RAG-Driver: Generalisable Driving Explanations with Retrieval-Augmented In-Context Learning in Multi-Modal Large Language Model

Jianhao Yuan,Shuyang Sun,Daniel Omeiza,Bo Zhao,Paul Newman,Lars Kunze,Matthew Gadd
2024-05-29
Abstract:We need to trust robots that use often opaque AI methods. They need to explain themselves to us, and we need to trust their explanation. In this regard, explainability plays a critical role in trustworthy autonomous decision-making to foster transparency and acceptance among end users, especially in complex autonomous driving. Recent advancements in Multi-Modal Large Language models (MLLMs) have shown promising potential in enhancing the explainability as a driving agent by producing control predictions along with natural language explanations. However, severe data scarcity due to expensive annotation costs and significant domain gaps between different datasets makes the development of a robust and generalisable system an extremely challenging task. Moreover, the prohibitively expensive training requirements of MLLM and the unsolved problem of catastrophic forgetting further limit their generalisability post-deployment. To address these challenges, we present RAG-Driver, a novel retrieval-augmented multi-modal large language model that leverages in-context learning for high-performance, explainable, and generalisable autonomous driving. By grounding in retrieved expert demonstration, we empirically validate that RAG-Driver achieves state-of-the-art performance in producing driving action explanations, justifications, and control signal prediction. More importantly, it exhibits exceptional zero-shot generalisation capabilities to unseen environments without further training endeavours.

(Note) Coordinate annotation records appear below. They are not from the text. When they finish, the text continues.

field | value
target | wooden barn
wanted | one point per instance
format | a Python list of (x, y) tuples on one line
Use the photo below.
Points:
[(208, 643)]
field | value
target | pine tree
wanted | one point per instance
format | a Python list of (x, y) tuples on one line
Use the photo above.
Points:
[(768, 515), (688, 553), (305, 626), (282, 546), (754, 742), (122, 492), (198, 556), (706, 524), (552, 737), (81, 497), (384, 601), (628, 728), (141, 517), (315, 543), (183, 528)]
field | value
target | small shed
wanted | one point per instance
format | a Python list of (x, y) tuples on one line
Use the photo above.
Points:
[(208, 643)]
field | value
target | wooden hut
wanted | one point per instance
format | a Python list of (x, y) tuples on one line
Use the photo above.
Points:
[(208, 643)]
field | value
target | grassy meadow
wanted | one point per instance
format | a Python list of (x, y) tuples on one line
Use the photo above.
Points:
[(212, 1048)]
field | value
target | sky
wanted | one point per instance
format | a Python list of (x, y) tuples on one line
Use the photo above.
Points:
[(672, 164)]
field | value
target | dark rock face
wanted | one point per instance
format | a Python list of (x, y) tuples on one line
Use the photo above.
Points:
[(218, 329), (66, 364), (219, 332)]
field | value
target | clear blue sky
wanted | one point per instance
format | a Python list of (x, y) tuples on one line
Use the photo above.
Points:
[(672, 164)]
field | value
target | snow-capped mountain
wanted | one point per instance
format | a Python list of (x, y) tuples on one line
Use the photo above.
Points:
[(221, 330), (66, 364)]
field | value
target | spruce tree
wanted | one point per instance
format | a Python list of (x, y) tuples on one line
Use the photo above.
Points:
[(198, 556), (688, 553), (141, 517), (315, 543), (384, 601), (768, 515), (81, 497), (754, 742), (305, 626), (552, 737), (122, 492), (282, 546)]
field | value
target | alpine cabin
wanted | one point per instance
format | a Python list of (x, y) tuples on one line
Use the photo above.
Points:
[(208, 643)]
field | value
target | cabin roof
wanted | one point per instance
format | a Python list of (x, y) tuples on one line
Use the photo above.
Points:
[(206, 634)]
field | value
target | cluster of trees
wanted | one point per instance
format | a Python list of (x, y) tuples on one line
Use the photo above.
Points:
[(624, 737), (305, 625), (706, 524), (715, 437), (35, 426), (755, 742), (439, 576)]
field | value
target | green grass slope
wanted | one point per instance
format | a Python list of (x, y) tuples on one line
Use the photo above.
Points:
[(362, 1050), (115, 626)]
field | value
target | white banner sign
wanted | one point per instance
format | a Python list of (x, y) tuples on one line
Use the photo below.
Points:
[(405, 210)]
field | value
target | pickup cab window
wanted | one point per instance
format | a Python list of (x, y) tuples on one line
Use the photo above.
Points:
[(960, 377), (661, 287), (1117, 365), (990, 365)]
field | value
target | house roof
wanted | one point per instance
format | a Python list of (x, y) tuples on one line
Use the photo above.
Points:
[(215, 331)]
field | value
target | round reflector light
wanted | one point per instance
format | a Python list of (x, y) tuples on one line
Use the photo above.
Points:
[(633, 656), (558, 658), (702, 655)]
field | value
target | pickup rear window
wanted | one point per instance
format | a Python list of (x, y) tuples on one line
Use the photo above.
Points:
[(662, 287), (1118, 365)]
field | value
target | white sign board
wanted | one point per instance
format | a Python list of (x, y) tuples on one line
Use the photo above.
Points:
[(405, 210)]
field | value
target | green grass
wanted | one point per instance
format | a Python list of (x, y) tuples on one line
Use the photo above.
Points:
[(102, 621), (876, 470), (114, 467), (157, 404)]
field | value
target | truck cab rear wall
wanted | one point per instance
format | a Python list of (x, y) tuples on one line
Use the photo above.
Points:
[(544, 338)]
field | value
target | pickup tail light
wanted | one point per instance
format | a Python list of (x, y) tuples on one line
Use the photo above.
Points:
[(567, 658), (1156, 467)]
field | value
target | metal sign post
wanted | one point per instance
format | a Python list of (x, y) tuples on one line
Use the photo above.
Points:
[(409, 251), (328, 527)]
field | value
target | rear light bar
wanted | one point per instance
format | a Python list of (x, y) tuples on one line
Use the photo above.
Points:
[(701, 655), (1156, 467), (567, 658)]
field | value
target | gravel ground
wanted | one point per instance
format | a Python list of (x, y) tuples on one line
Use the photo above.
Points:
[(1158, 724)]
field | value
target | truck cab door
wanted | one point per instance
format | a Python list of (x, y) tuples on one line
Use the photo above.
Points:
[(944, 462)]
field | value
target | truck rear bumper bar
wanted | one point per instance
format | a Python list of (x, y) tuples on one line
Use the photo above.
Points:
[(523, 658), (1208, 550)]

Robotics,Artificial Intelligence
What problem does this paper attempt to address?
The main problem that this paper attempts to solve is how to improve the interpretability and generalization ability of models in the field of autonomous driving, especially when facing unseen driving environments. Specifically, the paper focuses on the following points: 1. **Explainability**: - Autonomous driving systems are usually regarded as "black boxes", and it is difficult to understand their decision - making processes. In order to enhance users' trust in the system, the system needs to be able to explain its own behavior and provide reasonable reasons. - Traditional explanation methods such as attention visualization and intermediate tasks (such as semantic segmentation, object detection, etc.) are helpful for decoding the decision - making process, but these methods are not intuitive enough for ordinary users and cannot effectively build trust. 2. **Generalisation**: - Existing multi - modal large language models (MLLMs) perform poorly in new environments, mainly due to data scarcity, large domain differences between different data sets, high training costs and catastrophic forgetting. - Training a model that can perform well in various environments is very challenging, especially in the absence of additional labeled data. To solve these problems, the paper proposes a new retrieval - enhanced multi - modal large language model named **RAG - Driver**. By introducing retrieval - enhanced in - context learning (Retrieval - Augmented In - Context Learning, RA - ICL), this model significantly improves the interpretability and generalization performance of the model in unseen driving environments. ### Main contributions 1. **Proposing a retrieval - enhanced in - context learning method**: By retrieving similar driving scenarios from the memory bank as context information, the prediction and explanation ability of the model is enhanced. 2. **Achieving state - of - the - art self - introspective driving explanation performance on the standard benchmark BDD - X**: It performs excellently in explaining driving behaviors and providing reasonable bases. 3. **Demonstrating excellent zero - sample generalization ability**: In unseen driving environments, it can generate high - quality explanation texts and control signal predictions without retraining. Through these improvements, RAG - Driver not only improves the transparency and credibility of the autonomous driving system, but also shows strong adaptability in complex and changeable driving environments.